The ASX200 (ASX: XJO) has been on a tear this year. Even with today’s steep decline, the ASX 200 is still up 15.3% which doesn’t even include the dividends.
However, the issues facing the ASX200 could soon see some of those returns reversed.
The trade war could see Chinese demand for commodities fall and hurt the share prices of BHP Group Ltd (ASX: BHP) and Rio Tinto Limited (ASX: RIO).
Falling investor confidence could see people exit out of those really expensive ASX growth shares like WiseTech Global Ltd (ASX: WTC), Appen Ltd (ASX: APX) and Pro Medicus Limited (ASX: PME).
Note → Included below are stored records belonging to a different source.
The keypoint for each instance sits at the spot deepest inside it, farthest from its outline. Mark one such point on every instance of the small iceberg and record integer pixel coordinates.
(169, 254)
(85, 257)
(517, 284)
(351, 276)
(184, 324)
Indeed, we could see many of the popular shares this year underperform. So where are investors supposed to look? Well, cash and gold are often seen as safe havens, but gold doesn’t appeal to me and the returns of cash are minimal – the only attraction would be capital preservation.
I think the answer could be to invest in shares that can grow over the long-term that offer returns quite alternative to the general share market.
One of my main ideas along this line of thinking is Duxton Water Ltd (ASX: D2O), a company that purely owns water entitlements. The dry weather conditions have sent up water prices and Duxton Water’s net asset value (NAV) per share. Over the past year the combined performance of the NAV and dividend has been almost 22% from Duxton Water.
However, a sizeable discount to the underlying NAV has opened up. The current discount is 12% to the post-tax NAV and a 20% discount to the pre-tax NAV.
I’m always open to buying assets at an attractive discount. I also like that Duxton Water is targeting a growing dividend, as long as it’s supported by the cashflow of the business. It currently offers a forward grossed-up dividend yield of 5.7%.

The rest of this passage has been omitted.